Или он думал, что его помолвка ничего не меняет? Какое дело любовнице до его семейной жизни? Всех перемен — домой водить больше не получится. Ну да ничего, герцог снимет домик, ему не в тягость. А там, глядишь, супруга, может, и возражать-то не будет! Вспомнить вон хоть герцога Дефортширского и его «любовь на троих» сто лет назад. Перееду в особняк, буду жить припеваючи!
Умом я понимала, что это не так. Кьер бы так не поступил. Он уважал меня, с самого начала наших отношений уважал. Я это знала. Но не находила ответа на вопрос «Почему?». И злилась. И нарочно себя накручивала, чтобы злиться. Чтобы мерить шагами комнату и кипеть раздражением, гневом, яростью. Чтобы возненавидеть его.
Чтобы только не думать о том, что минувшая ночь — жаркая, страстная, полная любви и нежности ночь — была последней.
А я даже об этом не знала.
У меня даже это отняли — возможность попрощаться, отпустить, как-то осознать. Что все в последний раз. Поцелуи, шепот, смешинки в черных глазах, вкус вина и горячих губ, низкий голос, от которого по позвоночнику пробегает дрожь, касания, взгляды, улыбки, острое, ослепительное наслаждение, зависимость и осознание собственной маленькой власти. Все в последний раз.
И все теперь отравлено этой несказанностью.
Как я смогу ее пережить? Как я смогу ходить на работу каждый день и натыкаться на него в коридорах? Как?

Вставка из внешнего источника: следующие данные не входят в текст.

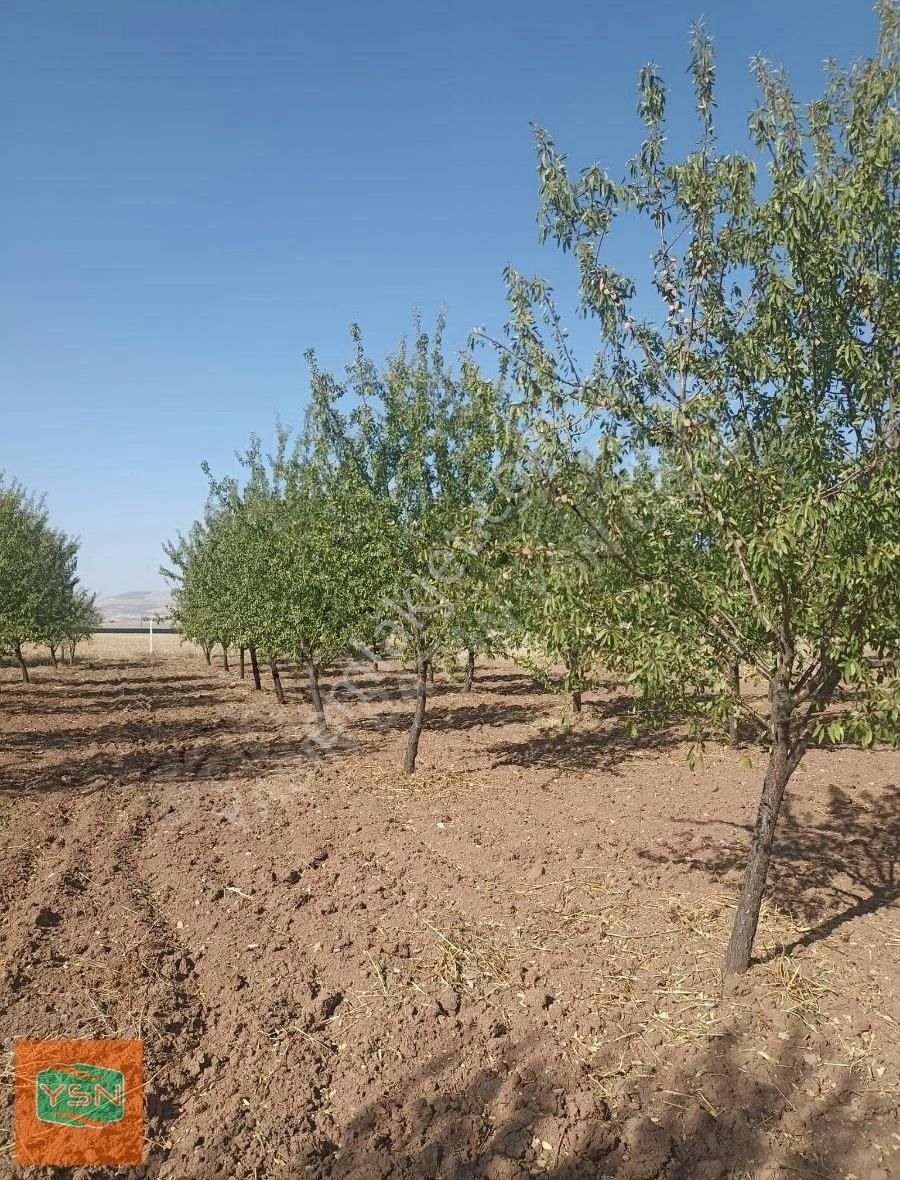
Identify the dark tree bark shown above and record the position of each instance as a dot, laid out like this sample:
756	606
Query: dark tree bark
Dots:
316	694
783	759
255	669
276	681
415	729
734	679
470	668
23	664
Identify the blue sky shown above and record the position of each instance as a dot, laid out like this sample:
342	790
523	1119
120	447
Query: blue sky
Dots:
195	191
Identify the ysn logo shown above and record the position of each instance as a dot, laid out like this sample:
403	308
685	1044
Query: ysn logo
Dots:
79	1095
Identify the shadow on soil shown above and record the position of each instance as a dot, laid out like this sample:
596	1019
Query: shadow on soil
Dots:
827	870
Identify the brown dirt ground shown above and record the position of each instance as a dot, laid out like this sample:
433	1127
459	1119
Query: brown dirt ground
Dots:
504	967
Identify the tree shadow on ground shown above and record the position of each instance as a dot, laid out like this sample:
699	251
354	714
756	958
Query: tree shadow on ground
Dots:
446	719
140	743
588	747
827	870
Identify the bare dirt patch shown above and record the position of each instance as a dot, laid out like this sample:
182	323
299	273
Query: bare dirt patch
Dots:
504	967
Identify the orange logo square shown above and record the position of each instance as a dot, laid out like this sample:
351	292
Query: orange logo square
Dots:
79	1102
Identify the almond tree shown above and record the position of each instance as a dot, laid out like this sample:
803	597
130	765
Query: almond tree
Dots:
422	441
40	598
763	387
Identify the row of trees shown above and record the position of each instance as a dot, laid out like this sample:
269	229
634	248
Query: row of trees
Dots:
717	491
40	598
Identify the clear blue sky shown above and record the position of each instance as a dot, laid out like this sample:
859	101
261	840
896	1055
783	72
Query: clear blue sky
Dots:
195	191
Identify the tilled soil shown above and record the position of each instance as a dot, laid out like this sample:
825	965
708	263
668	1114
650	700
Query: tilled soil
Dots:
504	967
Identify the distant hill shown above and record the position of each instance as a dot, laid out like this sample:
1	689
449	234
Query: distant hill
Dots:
127	609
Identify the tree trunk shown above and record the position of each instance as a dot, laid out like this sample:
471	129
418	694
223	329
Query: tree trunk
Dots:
783	759
316	694
276	681
23	664
415	729
734	679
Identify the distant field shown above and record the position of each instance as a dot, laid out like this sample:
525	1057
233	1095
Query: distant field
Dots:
104	646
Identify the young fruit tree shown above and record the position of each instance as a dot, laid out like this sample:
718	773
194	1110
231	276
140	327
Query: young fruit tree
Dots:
755	371
422	441
40	600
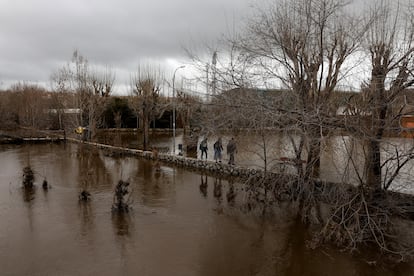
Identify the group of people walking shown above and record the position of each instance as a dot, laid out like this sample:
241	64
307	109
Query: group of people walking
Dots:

Господи, Эрилин, что ты наделала?..
Я села на кровать, закрыла лицо руками и беззвучно заплакала.
— Нет, маменька, жонкилевый[3] — это прошлый век! Королева может себе позволить подобную экстравагантность, но не скромная девушка нашего круга. Все же блондовый[4] в этом отношении куда выигрышнее, с ним никогда не ошибешься. А вы как считаете, леди Эрилин?